ANNIE: When women are reduced to their fertile value, everyone loses. Women have much more to contribute to society besides reproductive value. Celebrities like Jennifer Aniston and Oprah Winfrey have spoken for this. We should recognize that a woman is not less of a woman because she is infertile. Margaret Atwood characterized her novel as a cautionary tale about post-feminist complacency. Assuming that women have already “won” our rights and no longer need to fight or worry about them may very well lead to the dilution or erosion of those rights. I know she argues for universal human rights, meaning the rights of women as full and equal citizens, and wonder if she uses fertility as a platform to argue for the full value of women, since that is often how a woman values herself and how society values women.

SHARON: I am not sure that she is saying anything about fertility unless it's the only thing women are good for (in this book). The author may have been highlighting the ways we could lose our fertility with war, chemicals, poor nutrition, depression, smoking, etc. but I don't believe that is the main gist of this book.

CARRIE: I really think her focus was more on surrogacy and the suppression of women.

LISA: This book, to me, was about society, not fertility. It was a sociological look at the pendulum swinging from one side of the spectrum to the other. What was terrifying was that the period before the clamp down on all human rights in this book is not so different than where we are right now. What the author described had only a whisper of truth in 1985, but is a fairly accurate description now, in terms of the sex trade, violence, racism, misogyny and more.

Me: Looking back on the book (written in 1985), knowing what we know, do you think any of it "came true" OR are we headed in the direction of Gilead?

SHARON: No, we will never get to that point. I don't believe that with all the science we have today, we would ever stoop to this low of enslaving woman and forcing them to give up their own flesh and blood.

ANNIE: I do think that we are seeing a decline in fertility, largely due to environmental factors and conditions affecting future fertility before a child is even born. Male infertility in particular is rising because of a sperm count crisis. Reports claim that as many as one in five healthy young men between the ages of 18 and 25 produce abnormal sperm counts and that men are on a path to becoming completely infertile within a few generations. A science writer even suggested that if scientists from Mars were to study the male reproductive system, they might conclude that mankind was destined for rapid extinction. Conversely, the number of women giving birth after age 35 is rising, so for what it is worth, we could see some version of Gilead in terms of compromised fertility requiring extensive medical treatments that include third party reproduction (including surrogates, or gestational carriers) - hopefully without the handmaids.

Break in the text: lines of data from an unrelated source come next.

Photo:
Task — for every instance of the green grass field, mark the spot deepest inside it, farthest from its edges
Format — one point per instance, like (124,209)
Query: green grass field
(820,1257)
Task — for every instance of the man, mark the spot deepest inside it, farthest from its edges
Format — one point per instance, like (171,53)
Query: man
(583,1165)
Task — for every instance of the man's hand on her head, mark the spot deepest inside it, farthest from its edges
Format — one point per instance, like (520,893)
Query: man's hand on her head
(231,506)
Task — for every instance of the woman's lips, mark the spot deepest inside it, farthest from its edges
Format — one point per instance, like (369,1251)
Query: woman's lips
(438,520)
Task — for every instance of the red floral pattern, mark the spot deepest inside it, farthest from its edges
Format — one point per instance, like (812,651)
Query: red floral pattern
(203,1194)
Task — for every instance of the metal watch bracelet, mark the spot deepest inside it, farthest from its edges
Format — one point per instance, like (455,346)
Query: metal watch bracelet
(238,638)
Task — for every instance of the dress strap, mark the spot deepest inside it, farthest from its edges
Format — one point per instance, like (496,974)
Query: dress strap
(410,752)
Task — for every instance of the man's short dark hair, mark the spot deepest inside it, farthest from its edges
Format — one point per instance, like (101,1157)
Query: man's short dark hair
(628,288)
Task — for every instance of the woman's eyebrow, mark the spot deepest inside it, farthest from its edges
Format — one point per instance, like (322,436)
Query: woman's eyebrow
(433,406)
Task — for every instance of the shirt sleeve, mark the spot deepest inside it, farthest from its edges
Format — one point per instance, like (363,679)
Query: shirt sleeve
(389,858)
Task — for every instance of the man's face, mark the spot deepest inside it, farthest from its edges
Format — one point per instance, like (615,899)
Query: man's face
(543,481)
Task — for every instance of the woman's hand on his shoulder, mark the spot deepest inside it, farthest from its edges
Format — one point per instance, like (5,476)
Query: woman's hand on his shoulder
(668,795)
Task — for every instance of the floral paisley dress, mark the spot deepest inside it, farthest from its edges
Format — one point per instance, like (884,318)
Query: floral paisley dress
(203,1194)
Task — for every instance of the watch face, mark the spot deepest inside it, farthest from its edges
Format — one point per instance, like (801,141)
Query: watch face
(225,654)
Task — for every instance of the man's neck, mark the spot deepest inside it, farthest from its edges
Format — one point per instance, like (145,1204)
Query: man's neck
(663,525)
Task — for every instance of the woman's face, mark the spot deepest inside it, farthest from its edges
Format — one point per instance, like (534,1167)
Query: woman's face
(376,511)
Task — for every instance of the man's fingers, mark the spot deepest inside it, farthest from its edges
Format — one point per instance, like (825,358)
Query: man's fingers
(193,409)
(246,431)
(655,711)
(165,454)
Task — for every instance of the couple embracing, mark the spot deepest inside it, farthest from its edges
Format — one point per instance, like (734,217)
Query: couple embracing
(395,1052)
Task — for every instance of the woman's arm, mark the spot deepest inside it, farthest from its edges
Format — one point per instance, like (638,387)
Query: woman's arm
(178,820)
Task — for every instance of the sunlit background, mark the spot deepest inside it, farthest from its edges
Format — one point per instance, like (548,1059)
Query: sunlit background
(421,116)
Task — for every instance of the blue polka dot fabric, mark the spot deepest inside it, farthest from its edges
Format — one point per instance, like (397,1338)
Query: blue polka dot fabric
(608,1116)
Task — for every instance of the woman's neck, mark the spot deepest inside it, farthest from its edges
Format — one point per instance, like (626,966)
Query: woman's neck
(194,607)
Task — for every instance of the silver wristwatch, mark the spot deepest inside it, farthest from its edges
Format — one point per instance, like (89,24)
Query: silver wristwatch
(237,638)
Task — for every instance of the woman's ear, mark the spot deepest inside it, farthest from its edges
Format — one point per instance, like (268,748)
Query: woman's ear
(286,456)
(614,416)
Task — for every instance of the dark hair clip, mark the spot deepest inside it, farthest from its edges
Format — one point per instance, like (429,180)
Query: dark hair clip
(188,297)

CARRIE: I am afraid that we may be heading into something similar way down the road with the way infertility has become so prevalent, but on the flip side science gets better every day.

LISA: Ending in a retrospective of 2195, the world was redrawn and appeared to be healed. There was no horror at how the world was then, merely interest and speculation. The last piece of the book describes, unemotionally, what had occurred. It explains almost everything, including that Offred, Of Fred, likely survived to speak into a tape recorder and leave the tapes behind. I think all of us would have been more comfortable reading this book, holding ourselves apart, had this felt more like the science fiction it was touted to be. One truth is that it's not removed enough from us; not in 1985, nor in 2017.

So, what do you think? Again, these are all important issues and whether you agree or disagree with any of the above, the more we talk about these matters, hopefully, the more we can learn from one another and achieve a level of understanding. Imagine that – no flame wars, just communication. Thoughts?